米連邦通信委員会(FCC)は2003年11月24日から無線事業者間のLNPを義務づける予定で,これ以降ユーザーは携帯電話機の番号を変えることなく事業者を乗り換えることができる。
調査によれば,携帯電話を所有する世帯の27%は,1年以内に通信事業者を切り替える意向を示している。利用料金の10%割り引きが提示された場合,事業者を乗り換える可能性がある世帯数は62%に上り,20%割り引きでは73%に上昇する。
■表1:通信事業者を乗り換えると予測される世帯数の割合 ========================================================== 割り引き率 乗り換える世帯の割合 ---------------------------------------------------------- 割り引きなし 27% 5% 48% 10% 62% 15% 69% 20% 73% ========================================================== 出典:TNS Telecoms社
携帯電話ユーザーは,通信事業者の乗り換えに対して強い要望を明らかにしているが,無線通信事業者が直面する顧客喪失のリスクは一様ではない。たとえば, Nextel社の顧客が他事業者に切り替える可能性は業界平均から20%低い。

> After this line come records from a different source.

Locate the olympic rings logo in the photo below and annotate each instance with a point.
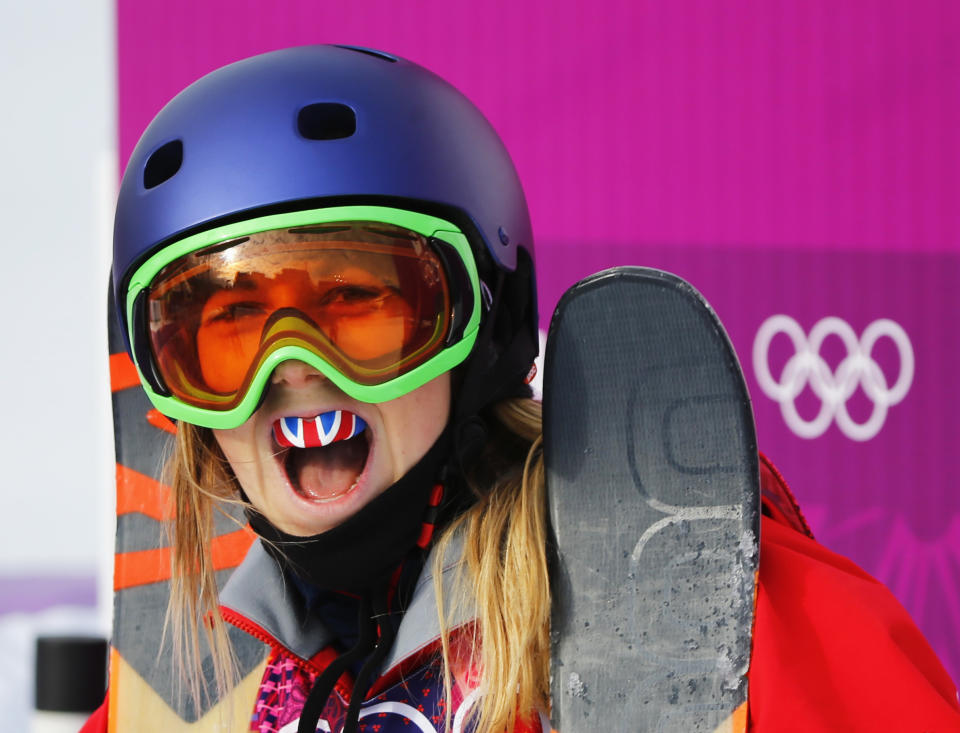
(833, 388)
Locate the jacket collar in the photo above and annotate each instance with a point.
(258, 591)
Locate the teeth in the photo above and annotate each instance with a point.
(322, 430)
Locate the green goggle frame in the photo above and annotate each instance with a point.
(425, 225)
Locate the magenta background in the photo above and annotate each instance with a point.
(795, 157)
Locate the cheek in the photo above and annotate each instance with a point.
(238, 448)
(414, 422)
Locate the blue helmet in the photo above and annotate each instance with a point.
(317, 126)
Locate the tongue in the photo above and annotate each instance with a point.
(326, 473)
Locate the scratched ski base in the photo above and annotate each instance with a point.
(653, 488)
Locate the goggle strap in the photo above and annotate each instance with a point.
(461, 289)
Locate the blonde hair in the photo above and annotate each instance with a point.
(504, 562)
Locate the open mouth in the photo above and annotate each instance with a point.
(323, 456)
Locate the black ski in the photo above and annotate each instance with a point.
(653, 483)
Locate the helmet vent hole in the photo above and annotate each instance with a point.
(163, 164)
(326, 121)
(370, 52)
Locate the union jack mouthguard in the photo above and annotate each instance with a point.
(319, 431)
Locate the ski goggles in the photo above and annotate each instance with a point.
(379, 300)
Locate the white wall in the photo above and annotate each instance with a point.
(57, 183)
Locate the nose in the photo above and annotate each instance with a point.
(293, 373)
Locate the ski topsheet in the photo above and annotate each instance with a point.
(653, 485)
(145, 690)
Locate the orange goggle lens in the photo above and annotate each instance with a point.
(372, 300)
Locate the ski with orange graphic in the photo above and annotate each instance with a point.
(145, 694)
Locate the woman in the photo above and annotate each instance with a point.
(323, 265)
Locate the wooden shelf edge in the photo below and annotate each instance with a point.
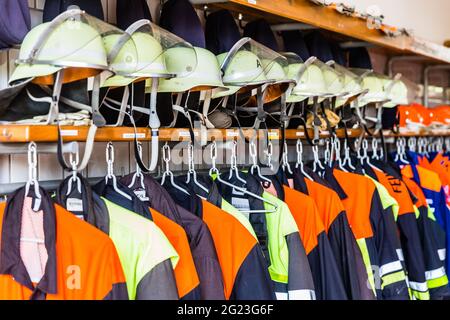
(28, 133)
(327, 18)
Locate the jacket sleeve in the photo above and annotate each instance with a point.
(300, 282)
(253, 280)
(349, 259)
(433, 243)
(413, 255)
(114, 274)
(158, 283)
(328, 281)
(390, 279)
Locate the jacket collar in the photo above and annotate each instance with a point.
(106, 190)
(334, 184)
(10, 260)
(190, 202)
(158, 197)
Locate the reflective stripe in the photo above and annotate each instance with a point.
(442, 254)
(366, 258)
(278, 277)
(439, 282)
(418, 286)
(302, 295)
(393, 278)
(434, 274)
(400, 254)
(281, 295)
(417, 295)
(390, 267)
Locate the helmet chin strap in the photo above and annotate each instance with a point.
(154, 125)
(97, 120)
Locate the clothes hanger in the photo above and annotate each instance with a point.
(285, 160)
(299, 164)
(347, 159)
(192, 169)
(168, 172)
(375, 155)
(138, 173)
(233, 167)
(75, 178)
(337, 147)
(317, 164)
(214, 171)
(253, 156)
(401, 150)
(32, 176)
(365, 156)
(327, 153)
(110, 172)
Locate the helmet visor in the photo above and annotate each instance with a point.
(149, 51)
(49, 45)
(251, 63)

また,T-Mobile社の顧客の4分の3は,たとえ10%の割り引き率であっても喜んで事業者を乗り換えることを明らかにしている。
「この先1年における市場シェアの大きな変化と顧客の解約に注目すべきである。顧客の契約期間が終るときに,同じ電話番号を保持しながら事業者の切り替えができることを知れば,明らかに業者間で勝者と敗者が生まれるだろう」(TNS Telecoms社副社長のCharles White氏)
■表2:通信事業者別,乗り換えるが予測される世帯数の割合 ======================================================== 事業者 同一料金 10%割り引き 20%割り引き -------------------------------------------------------- Alltel社 31% 65% 78% AT&T社 25% 64% 72% Cingular社 28% 64% 76% Sprint社 30% 64% 74% T-mobile社 31% 71% 78% US Cell社 27% 71% 74% Verizon社 23% 59% 71% Nextel社 22% 55% 64% ======================================================= 出典:TNS Telecoms社
顧客の解約希望につながる要因として,さまざまな理由が挙げられているが,その1つに誇大広告がある。将来,事業者の乗り換えを希望する顧客が自分の通信事業者を評価した場合,誇大広告に関する評価は業界平均から24%低かった。また,ティーンエージャーがいる世帯は,事業者を切り替える可能性が高いことも明らかになった。